Vegetarian Katsu Sando
As the title suggests, I converted my sandwich to a vegetarian Katsu Sando. The meat was replaced by crunchy green asparagus, but you could also get creative here and use another vegetable. For the sour vegetables, lettuce hearts took a bath in a sour sake-ginger broth and of course the mayonnaise could not be missing. For this, I finely mixed fresh mint with canola oil and made my own mayonnaise with this mint oil. The sandwich bread I used, was a spelt-wholemeal Brioche, which was previously roasted in brown butter, but also a good sandwich bread from the bakery will serve you well here. A few slices of fresh nectarine and we have built a tasty and vegetarian Katsu Sando. So, try it out and prepare yourself my delicious asparagus Katsu Sando!
Just not the right sandwich for you? How about my Easter Bread Sandwich?
Asparagus Katsu Sando with Nectarine & Mint Mayonnaise
2 Persons30 Minutes
- 10 pc Green Asparagus
- 2 Eggs
- Salt to flavor
- 2-3 tbsp Spelt Whole Grain Flour
- 100 g Cornflakes
- Canola Oil for frying
For the asparagus katsu, wash the green asparagus and cut off the dry ends, then beat up the egg with salt. Turn the asparagus first in the flour, then in the egg and finally in the slightly crushed cornflakes. Afterwards heat up a pan with canola oil and fry the asparagus katsu on all sides until golden brown, then drain on paper towels.
- 150 g Canola Oil
- 1 Bunch Mint
- 2 Egg Yolks
- 1 tsp Mustard
- 20 ml Apple Vinegar
- 1 EL Agave Syrup
- Salt & Pepper to flavor
For the mint mayonnaise, first wash the mint and pluck the leaves into a blender jug. Then add the canola oil and process everything finely. Now mix the egg yolks with mustard, vinegar, agave syrup and spices and slowly mix in the mint oil, while constantly stirring, so that it emulsifies and the mayonnaise thickens.
Sour Lettuce Hearts
- 1 Lettuce Heart
- 3 tbsp Sake
- 3 tbsp Mizkan Vinegar
- 2 tbsp Water
- 1 tsp Agave Syrup
- 1 tbsp chopped Ginger
- Salt to flavor
For the sour lettuce hearts, pluck the romaine lettuce into leaves and wash them. Bring the remaining ingredients to a boil in a pan and simmer for a minute, then add the lettuce leaves into the pan and mix with the broth. Remove the pan from the heat and set aside until ready to serve. The lettuce should still have a slight bite to it.

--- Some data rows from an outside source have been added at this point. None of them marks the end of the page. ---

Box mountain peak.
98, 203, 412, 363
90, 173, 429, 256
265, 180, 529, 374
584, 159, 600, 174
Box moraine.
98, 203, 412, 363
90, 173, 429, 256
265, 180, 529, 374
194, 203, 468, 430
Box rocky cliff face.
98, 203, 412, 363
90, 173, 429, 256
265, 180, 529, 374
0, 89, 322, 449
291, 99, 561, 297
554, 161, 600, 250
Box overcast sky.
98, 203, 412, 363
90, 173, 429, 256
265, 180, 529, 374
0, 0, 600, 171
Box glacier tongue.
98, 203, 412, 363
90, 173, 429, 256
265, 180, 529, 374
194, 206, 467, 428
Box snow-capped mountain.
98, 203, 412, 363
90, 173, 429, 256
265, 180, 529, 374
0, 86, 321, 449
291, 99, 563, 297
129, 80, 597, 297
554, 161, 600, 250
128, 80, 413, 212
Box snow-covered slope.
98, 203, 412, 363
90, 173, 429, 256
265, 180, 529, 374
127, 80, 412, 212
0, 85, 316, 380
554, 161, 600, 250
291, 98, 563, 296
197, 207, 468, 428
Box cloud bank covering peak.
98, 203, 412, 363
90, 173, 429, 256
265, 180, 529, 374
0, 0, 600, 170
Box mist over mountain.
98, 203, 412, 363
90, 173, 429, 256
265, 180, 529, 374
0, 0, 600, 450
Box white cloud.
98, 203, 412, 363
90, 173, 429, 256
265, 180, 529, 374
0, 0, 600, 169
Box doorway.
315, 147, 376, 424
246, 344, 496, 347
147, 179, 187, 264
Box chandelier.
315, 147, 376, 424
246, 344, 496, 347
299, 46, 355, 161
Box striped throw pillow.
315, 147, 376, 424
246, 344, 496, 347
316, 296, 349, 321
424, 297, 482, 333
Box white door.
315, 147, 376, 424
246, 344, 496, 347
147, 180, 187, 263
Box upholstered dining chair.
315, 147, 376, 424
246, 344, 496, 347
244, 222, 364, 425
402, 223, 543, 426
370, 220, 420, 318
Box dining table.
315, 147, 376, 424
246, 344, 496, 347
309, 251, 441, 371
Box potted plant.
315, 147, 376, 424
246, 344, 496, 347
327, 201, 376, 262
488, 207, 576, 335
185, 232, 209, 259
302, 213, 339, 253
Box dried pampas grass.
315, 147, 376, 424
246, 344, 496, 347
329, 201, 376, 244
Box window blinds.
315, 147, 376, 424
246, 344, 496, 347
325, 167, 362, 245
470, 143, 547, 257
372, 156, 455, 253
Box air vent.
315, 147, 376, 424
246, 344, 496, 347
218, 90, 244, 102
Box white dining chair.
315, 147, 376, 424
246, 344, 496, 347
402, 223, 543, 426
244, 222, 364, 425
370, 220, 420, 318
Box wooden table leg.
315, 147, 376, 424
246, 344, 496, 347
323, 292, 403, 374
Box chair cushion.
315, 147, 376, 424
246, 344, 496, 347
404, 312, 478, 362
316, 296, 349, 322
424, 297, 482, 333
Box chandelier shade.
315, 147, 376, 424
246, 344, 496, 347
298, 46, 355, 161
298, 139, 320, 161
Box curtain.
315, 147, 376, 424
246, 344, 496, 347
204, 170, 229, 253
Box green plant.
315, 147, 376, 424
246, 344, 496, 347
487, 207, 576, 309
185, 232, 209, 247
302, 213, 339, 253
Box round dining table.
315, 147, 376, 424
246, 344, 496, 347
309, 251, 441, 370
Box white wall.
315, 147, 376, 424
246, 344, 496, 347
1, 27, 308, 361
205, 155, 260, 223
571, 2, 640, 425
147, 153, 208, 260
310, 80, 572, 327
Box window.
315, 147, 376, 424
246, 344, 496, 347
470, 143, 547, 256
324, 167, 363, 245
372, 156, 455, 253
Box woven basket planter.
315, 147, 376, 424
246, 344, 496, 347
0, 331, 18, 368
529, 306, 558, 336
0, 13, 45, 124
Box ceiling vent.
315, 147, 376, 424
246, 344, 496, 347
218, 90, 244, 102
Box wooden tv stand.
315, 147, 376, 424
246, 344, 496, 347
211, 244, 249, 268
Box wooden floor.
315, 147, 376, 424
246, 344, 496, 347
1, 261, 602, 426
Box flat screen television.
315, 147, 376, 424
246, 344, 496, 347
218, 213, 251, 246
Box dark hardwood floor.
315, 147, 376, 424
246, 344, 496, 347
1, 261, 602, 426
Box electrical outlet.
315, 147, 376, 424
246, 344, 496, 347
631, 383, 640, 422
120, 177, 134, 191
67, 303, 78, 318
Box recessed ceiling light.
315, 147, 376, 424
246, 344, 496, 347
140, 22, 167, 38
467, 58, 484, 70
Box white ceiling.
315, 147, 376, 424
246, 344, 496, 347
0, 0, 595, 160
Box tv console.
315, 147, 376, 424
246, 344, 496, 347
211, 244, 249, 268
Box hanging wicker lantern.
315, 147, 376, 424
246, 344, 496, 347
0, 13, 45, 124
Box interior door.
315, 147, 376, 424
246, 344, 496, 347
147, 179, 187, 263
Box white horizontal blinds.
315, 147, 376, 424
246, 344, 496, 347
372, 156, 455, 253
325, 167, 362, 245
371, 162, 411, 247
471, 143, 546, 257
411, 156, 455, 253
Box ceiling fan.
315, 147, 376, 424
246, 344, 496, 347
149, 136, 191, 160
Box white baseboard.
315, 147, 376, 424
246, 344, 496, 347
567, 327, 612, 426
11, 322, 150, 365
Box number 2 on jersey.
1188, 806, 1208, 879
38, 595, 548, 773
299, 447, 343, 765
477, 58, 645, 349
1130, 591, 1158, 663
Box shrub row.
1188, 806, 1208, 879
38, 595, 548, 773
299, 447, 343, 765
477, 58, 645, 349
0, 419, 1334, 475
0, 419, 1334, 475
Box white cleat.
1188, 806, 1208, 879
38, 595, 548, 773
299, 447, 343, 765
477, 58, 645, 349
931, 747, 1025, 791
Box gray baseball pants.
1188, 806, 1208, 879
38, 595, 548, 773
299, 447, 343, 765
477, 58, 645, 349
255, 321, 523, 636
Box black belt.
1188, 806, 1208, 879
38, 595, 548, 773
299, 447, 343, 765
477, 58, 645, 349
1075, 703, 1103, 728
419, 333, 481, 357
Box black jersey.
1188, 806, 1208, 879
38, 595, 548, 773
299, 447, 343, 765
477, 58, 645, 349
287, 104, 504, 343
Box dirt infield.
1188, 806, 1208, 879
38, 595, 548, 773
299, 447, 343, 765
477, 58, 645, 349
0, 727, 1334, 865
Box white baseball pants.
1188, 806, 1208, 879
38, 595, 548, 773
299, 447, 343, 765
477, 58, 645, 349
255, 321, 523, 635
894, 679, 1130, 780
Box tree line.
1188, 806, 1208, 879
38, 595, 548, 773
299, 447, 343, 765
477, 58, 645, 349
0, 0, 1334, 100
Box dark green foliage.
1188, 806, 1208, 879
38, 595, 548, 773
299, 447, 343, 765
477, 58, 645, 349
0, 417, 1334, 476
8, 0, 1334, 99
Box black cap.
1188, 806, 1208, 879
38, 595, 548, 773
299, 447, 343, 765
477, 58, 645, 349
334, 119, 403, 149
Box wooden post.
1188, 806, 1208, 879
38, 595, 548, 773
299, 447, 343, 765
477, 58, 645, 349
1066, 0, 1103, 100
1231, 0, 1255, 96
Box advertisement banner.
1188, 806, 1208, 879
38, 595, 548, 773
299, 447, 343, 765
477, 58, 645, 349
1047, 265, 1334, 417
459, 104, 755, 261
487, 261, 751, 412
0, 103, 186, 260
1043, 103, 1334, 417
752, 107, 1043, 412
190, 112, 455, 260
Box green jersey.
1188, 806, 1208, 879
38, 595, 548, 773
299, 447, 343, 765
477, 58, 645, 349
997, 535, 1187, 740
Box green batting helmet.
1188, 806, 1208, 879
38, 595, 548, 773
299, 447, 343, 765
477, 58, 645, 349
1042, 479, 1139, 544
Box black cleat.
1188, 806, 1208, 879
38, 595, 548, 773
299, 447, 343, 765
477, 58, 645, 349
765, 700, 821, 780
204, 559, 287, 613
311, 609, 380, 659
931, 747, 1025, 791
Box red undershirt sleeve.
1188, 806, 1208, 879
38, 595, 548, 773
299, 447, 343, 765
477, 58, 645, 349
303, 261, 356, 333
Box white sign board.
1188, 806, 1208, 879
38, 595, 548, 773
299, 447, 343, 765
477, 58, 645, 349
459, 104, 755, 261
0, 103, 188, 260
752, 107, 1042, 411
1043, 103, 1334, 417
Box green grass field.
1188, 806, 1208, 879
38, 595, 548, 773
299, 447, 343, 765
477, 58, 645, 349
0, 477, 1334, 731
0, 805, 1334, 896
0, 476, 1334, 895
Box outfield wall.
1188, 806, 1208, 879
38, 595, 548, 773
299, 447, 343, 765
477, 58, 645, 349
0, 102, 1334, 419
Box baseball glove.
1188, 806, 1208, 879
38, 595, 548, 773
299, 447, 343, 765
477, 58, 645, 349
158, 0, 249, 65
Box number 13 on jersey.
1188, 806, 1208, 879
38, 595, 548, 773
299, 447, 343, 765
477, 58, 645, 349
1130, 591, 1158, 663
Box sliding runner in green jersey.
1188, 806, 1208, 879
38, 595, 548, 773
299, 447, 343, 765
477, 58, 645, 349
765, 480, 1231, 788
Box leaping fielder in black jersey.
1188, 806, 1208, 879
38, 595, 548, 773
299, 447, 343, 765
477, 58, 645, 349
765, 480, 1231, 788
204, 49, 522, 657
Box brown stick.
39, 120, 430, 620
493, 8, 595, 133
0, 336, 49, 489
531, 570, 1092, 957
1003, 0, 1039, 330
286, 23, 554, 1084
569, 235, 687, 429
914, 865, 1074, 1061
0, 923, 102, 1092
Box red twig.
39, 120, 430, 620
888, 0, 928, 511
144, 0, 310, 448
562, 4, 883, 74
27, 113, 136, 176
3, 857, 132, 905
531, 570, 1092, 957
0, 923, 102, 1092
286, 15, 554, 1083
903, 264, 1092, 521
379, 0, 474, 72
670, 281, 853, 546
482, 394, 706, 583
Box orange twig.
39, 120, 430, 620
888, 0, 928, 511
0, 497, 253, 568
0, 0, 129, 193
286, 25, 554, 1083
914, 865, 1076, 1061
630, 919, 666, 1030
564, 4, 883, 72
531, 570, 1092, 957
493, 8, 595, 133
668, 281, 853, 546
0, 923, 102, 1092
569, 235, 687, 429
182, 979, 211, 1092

- 4 Slices Spelt Whole Grain Brioche (or good Sandwich Bread)
- 4 tbsp Butter
- 1 Nectarine
- 4 tsp Cashew Butter
- Maldon Salt
To serve, first cut off the crust of the brioche and roast it in a pan with the butter on both sides until golden brown, then drain on kitchen paper. Now spread two slices of brioche with cashew butter and place four thin slices of nectarine on each. Spread a tablespoon of mint mayonnaise on top and place five pieces of asparagus katsu on each sandwich. Now put the sour lettuce hearts on top of the asparagus katsus and cover the sandwich with the remaining two slices of brioche, which have also been spread with cashew butter. Finally, cut the asparagus Katsu Sandos in half and serve with the cut facing up.